30 statt 300 Menschen beim Gebet – in der Gemeindekasse fehlt das Geld

mlzSultan-Ahmet-Moschee

Wochenlang waren wegen Corona keine Besucher in der Moschee in Hörde erlaubt, die notwendigen Spenden gingen dramatisch zurück. Und selbst die Lockerung brachte kaum eine Besserung.

Hörde

, 26.05.2020, 05:00 Uhr / Lesedauer: 2 min

Mitte März erhielt die Sultan-Ahmet-Moschee am Friedensweg das lang geplante Minarett, mittlerweile sind auch letzte Arbeiten an dem Turm erledigt.
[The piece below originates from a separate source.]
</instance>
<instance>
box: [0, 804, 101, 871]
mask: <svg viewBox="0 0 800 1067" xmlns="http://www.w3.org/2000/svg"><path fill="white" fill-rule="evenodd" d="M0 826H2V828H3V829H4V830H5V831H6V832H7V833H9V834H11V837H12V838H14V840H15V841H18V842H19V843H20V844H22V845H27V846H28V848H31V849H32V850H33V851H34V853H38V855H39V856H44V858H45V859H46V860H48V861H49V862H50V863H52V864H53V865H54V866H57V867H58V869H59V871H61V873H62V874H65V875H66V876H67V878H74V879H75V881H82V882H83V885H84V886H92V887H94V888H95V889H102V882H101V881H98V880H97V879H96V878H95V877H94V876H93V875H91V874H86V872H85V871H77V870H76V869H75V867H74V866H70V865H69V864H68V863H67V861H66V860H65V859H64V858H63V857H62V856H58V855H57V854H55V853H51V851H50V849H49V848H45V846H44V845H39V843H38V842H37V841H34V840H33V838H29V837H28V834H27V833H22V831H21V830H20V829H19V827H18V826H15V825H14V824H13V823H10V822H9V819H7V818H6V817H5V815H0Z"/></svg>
Nach Jahren des Sammelns von Geldern und der Bauarbeiten ist die Moschee nun weitgehend fertiggestellt.

Alles gut, sollte man meinen – doch dem ist nicht so: Aufgrund der Corona-Krise sind die Spenden bei der türkisch-islamischen Gemeinde in Hörde dramatisch zurückgegangen.

„Ein sehr großes Problem“

„Es ist wirklich ein sehr großes Problem“, sagt Kadir Bülbül, der Gemeindevorsitzende der Sultan-Ahmet-Moschee, „denn wir leben ja von Spenden.“ Als aufgrund der Corona-Pandemie die Hörder Moschee wie alle Gotteshäuser in Deutschland geschlossen wurde und keine Besucher mehr kamen, machte sich das umgehend in der Gemeindekasse bemerkbar.

Jetzt lesen

Und an dieser negativen Entwicklung habe die Wiedereröffnung Anfang Mai kaum etwas geändert, erläutert Bülbül: „Normalerweise sind hier beim Gebet fast 300 Menschen, wegen der Einschränkungen dürfen zurzeit kaum 30 daran teilnehmen.“

Glücklicherweise keine Schulden

Glücklicherweise sei die Gemeinde aber nicht verschuldet, schildert der Vorsitzende, wie in den vergangenen Jahren das Projekt Moschee-Bau in Angriff genommen wurde: „Wir haben das Geld erst ausgegeben, wenn es auch da war.“

Zwar seien die meisten Arbeiten nun erledigt, doch Kosten wie Grundsteuer, Wasser oder Müllabfuhr liefen ja weiter: „Momentan bezahlen wir das mit unseren Rücklagen. Ich schätze, das können wir noch zwei oder drei Monate so fortsetzen – dann wird’s eng.“

Im Frühjahr 2016, kurz vor der Eröffnung des Moschee-Neubaus, empfingen Kadir Bülbül (l.) und andere Gemeindemitglieder Oberbürgermeister Ullrich Sierau (3.v.l.) sowie den evangelischen Pfarrer Niels Back (5.v.l.) im Gebetsraum der Moschee.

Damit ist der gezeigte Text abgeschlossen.